The explosion is believed to have been caused by the use of oil lamps by new miners, who were employed to take the places of the fifty-one who were killed in an explosion in the same mine on Dec. 28.
More than 200 men working on the day shift had entered the mine, and 100 of these were in a working apart from the one where their companions were killed. It was at first believed that these, too, had been killed, but a message late tonight to Gov. Dawson from Inspector Laing said that there are hopes of saving most of them. The rescuers have a hard task before them, as the explosion caused hundreds of tons of slate and coal to fall, cutting off all escape. The shaft they are in is now on fire, and the entombed men are in danger of suffocation.
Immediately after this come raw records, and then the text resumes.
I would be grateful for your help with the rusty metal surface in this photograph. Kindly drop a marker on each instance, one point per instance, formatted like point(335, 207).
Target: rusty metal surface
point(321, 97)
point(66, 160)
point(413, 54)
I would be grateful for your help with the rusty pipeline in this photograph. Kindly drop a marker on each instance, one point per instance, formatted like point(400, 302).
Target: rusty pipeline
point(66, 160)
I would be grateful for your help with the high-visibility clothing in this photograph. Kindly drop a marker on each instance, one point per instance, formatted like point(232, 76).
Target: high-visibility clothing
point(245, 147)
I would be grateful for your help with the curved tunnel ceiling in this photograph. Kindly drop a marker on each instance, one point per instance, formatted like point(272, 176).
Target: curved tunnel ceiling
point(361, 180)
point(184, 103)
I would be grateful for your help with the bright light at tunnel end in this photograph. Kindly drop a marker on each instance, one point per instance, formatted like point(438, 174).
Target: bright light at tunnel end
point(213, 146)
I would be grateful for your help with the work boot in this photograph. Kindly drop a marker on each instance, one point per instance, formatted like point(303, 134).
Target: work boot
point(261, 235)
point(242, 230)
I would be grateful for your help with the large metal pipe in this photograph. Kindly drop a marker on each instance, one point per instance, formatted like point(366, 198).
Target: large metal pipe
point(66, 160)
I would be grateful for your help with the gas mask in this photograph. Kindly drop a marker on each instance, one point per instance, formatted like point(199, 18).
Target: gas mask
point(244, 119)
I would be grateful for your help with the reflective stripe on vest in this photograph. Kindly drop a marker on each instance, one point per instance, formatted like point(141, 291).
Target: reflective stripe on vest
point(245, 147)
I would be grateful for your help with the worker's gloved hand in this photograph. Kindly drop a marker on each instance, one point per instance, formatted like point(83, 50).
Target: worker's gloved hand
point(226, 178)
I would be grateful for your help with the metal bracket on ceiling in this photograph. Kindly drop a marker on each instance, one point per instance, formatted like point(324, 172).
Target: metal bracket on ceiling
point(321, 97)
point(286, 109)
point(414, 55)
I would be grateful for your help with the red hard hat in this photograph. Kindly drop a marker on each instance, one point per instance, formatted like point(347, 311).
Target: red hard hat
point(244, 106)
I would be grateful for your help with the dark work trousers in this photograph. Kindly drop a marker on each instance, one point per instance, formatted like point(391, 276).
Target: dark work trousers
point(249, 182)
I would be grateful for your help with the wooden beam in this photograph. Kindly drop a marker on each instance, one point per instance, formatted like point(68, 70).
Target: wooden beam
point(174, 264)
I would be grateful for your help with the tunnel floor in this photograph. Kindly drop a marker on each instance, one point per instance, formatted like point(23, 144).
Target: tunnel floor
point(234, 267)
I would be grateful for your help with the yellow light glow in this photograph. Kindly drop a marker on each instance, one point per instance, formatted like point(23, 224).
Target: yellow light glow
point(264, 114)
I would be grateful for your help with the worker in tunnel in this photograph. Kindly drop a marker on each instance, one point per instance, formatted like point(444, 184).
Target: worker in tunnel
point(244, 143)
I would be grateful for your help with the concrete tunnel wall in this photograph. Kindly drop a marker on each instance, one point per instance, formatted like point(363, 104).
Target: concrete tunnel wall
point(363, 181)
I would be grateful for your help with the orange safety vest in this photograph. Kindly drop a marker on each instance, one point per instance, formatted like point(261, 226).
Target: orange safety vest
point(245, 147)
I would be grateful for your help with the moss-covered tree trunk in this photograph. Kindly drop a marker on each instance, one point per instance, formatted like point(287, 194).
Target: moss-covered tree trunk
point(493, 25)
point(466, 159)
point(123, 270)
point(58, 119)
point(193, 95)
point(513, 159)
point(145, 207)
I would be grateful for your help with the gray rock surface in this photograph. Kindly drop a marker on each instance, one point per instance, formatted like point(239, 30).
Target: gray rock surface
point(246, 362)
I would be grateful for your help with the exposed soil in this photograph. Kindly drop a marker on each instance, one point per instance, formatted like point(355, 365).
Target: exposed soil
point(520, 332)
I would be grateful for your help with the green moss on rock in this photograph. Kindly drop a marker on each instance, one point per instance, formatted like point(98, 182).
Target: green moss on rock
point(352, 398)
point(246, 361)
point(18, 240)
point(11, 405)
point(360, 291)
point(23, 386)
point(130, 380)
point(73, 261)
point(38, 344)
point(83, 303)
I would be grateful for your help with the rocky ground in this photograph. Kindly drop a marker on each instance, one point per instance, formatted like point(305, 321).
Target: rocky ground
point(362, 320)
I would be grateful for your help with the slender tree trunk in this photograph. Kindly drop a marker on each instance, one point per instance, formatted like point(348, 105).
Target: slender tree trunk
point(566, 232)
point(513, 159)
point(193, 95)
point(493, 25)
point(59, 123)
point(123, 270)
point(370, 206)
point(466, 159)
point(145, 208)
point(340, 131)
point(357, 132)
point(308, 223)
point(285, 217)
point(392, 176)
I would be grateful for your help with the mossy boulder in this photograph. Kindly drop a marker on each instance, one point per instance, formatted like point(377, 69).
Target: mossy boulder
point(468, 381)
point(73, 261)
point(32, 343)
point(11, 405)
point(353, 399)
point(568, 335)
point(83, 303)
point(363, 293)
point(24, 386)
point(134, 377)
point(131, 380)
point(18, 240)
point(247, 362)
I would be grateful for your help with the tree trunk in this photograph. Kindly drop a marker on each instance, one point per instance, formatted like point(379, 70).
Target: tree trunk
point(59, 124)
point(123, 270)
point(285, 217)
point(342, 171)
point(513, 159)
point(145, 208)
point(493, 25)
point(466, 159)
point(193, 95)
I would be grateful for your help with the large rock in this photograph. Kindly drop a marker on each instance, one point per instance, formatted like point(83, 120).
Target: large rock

Forty-eight bodies have already been recovered. Most of them are Americans, but in the confusion only three have been recognized. They are John Paul, mine boss; Wilbur Hurley, and Elias Scott.
All of the bodies were badly burned and identification of the men was made by means of effects upon their persons.
The shock of the explosion shook houses for half a mile around and windows were blown out of many buildings.
Mine Foreman Bowers, who was near the entrance, was blown from his feet by the explosion, but managed to crawl out safely, as did also Robert Smith, a miner.
The main entry of the mine is four miles long, running from one side of the mountain to the other. Debris was blown from both entrances, which gives an idea of the tremendous force of the explosion. But the fans which furnish the fresh air for the workings, as in the former, explosion, were not disabled, and are forcing fresh air into the mines.
A train was rushed from this city to the scene of the disaster, carrying bratticing and other material to be used in the work of exploration and rescue.
The debris from the explosion of two weeks ago had not been cleared away and twenty men were engaged in this work. Nineteen contract miners with their crews were at work in a new entry, and it is feared that all of these men were lost.
Two brothers named Surratt of Speedwell, Va., who went to the mine at the time of the other explosion through curiosity and accepted positions, are in the mine.
Bystanders at the time of the explosion say that immense clouds of soot and smoke gushed from the mine almost simultaneously with the detonation, and immediately were sucked back in enormous volumes into the mine.
On the Tug River side, four miles from the main entrance, the smoke and flame gushed from the entry, burning the twigs and small limbs from trees that grew near. The damage to the mine cannot be estimated.
On Dec. 28 an explosion occurred in this mine, which, up to that time, had been regarded as a model mine. On that occasion the cause of the explosion was not ascertained, and of the 51 victims the last body was brought to the surface only last Friday, after which the State mine inspectors declared that the mine was again safe and that work could be resumed.
The majority of the miners who were engaged to resume work at the mine were Americans, with a few foreigners and some colored workers as laborers. Most of them were married and had families, and only recently moved to Switchback to go to work in the mines. It was stated that the mine was examined early to-day before the new shift went to work, and that it was reported to be perfectly safe.
The Legislature now in session at Charlestown will institute a rigid investigation.
Note: There were 67 killed in this disaster.